Jun 29, 2013 | Financial Times |
By April Dembosky in Salinas, California

Big data is on its way to the dinner table. Silicon Valley executives are for the first time forming agriculture partnerships using the latest sensor and mobile technologies to create "smart farms".

The Steinbeck Innovation Cluster, named after John Steinbeck, the author who set his classic novel Grapes of Wrath in the Salinas Valley where the venture is based, is a coalition of top technology and agricultural companies, universities and venture capitalists focused on promoting technology research and entrepreneurship in agriculture.

The Salinas Valley, which is home to an $8bn farming industry, produces fruit and vegetables for nine months of the year, and is the main source of lettuce, strawberries, broccoli and other fresh vegetables in the US.

Investors say that the valley is the perfect testing ground for new agricultural technologies aimed at improving efficiency and yields in the fresh food system. With the global population expected to reach 9bn by 2050, and an increasing emphasis on fresh produce to combat obesity, food production needs to double to feed the world's people.

Farmers are already testing soil sensors that help monitor moisture levels from their iPads 500 miles away. Various devices track vegetables from the ground to the grocery store shelves to identify sources of potential contamination. Drones are being considered for deploying pesticides, or determining which sections of a field are ready for harvest.

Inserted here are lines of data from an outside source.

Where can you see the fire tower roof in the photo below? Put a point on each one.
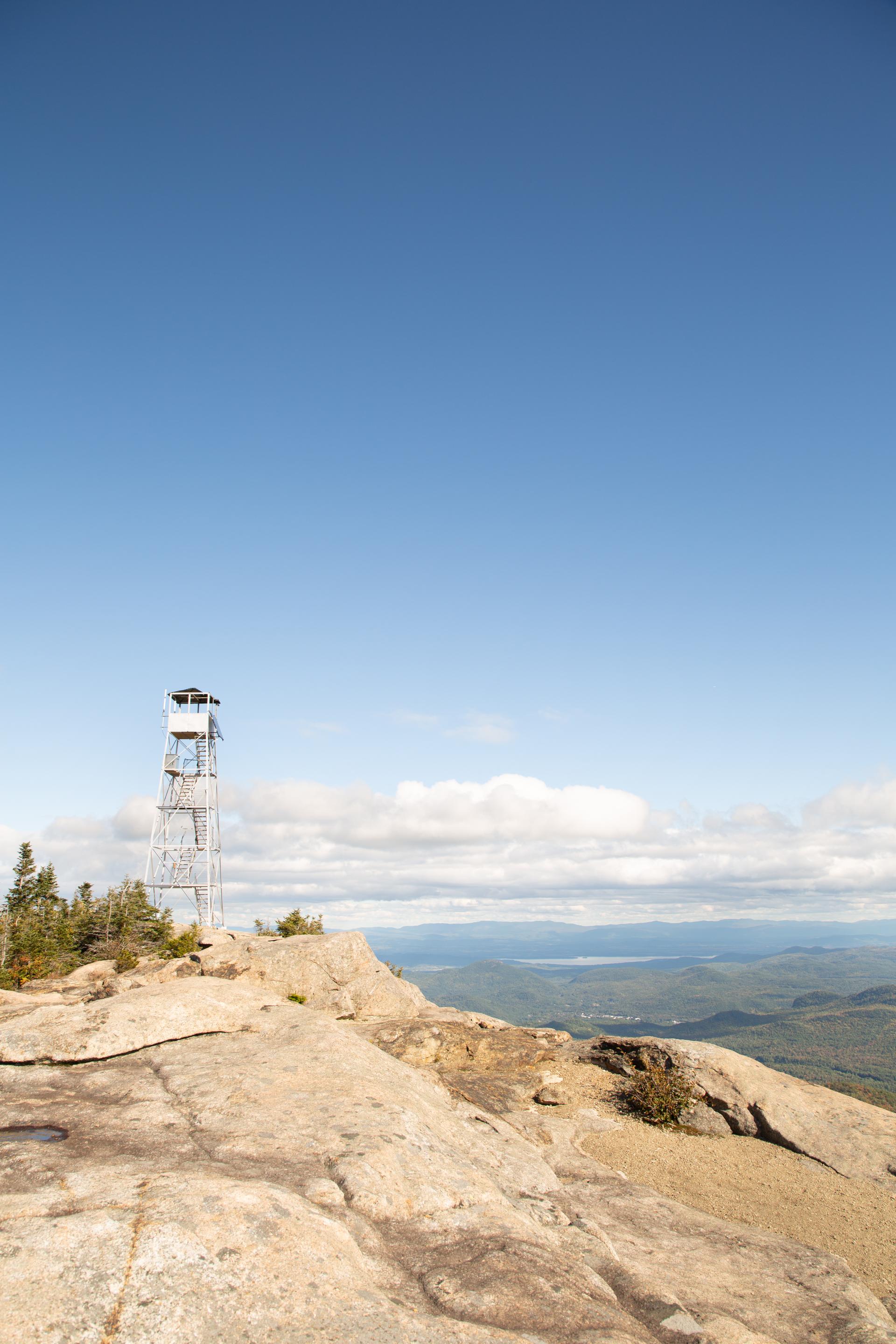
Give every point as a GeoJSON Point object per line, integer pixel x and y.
{"type": "Point", "coordinates": [193, 694]}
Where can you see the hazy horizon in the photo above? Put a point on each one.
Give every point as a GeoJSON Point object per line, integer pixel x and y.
{"type": "Point", "coordinates": [493, 406]}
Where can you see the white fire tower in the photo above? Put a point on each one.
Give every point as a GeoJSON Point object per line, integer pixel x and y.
{"type": "Point", "coordinates": [184, 850]}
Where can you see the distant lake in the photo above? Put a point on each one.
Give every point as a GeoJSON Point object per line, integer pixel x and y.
{"type": "Point", "coordinates": [597, 961]}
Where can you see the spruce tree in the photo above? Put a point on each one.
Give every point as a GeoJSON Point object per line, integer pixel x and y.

Larger farms in Midwestern US have been using some of these technologies on durable crops, but Salinas Valley farmers are adapting them for fresh, perishable crops, while the Steinbeck group hopes that innovations will arise from the Silicon Valley partnerships.

Organisers hope that agricultural companies, such as Taylor Farms and Driscoll's, the leading producers of ready-to-eat salads and strawberries, will invest $5m, with Silicon Valley groups and investors putting in $20m.

John Hartnett, a partner at SVG Partners in San Jose and founder of the Steinbeck project, said the marriage of talents and capital between the Silicon and Salinas Valleys would help develop new technologies: "This is an opportunity to connect them together."

The Steinbeck initiative aims to align the interests of big technology companies, such as IBM and Cisco, with large agricultural groups to research and test technical developments before using venture capitalists to help take them mainstream.

Silicon Valley venture capitalists have historically shied away from agricultural technology, preferring instead the high returns of internet and software ventures. Likewise, farmers have eschewed investor relationships that would cut into their already slim margins.

"When you own the land and you take the crop risk, guess what - VCs aren't getting 90 per cent of that," said Dennis Donohue, a radicchio grower and former mayor of Salinas.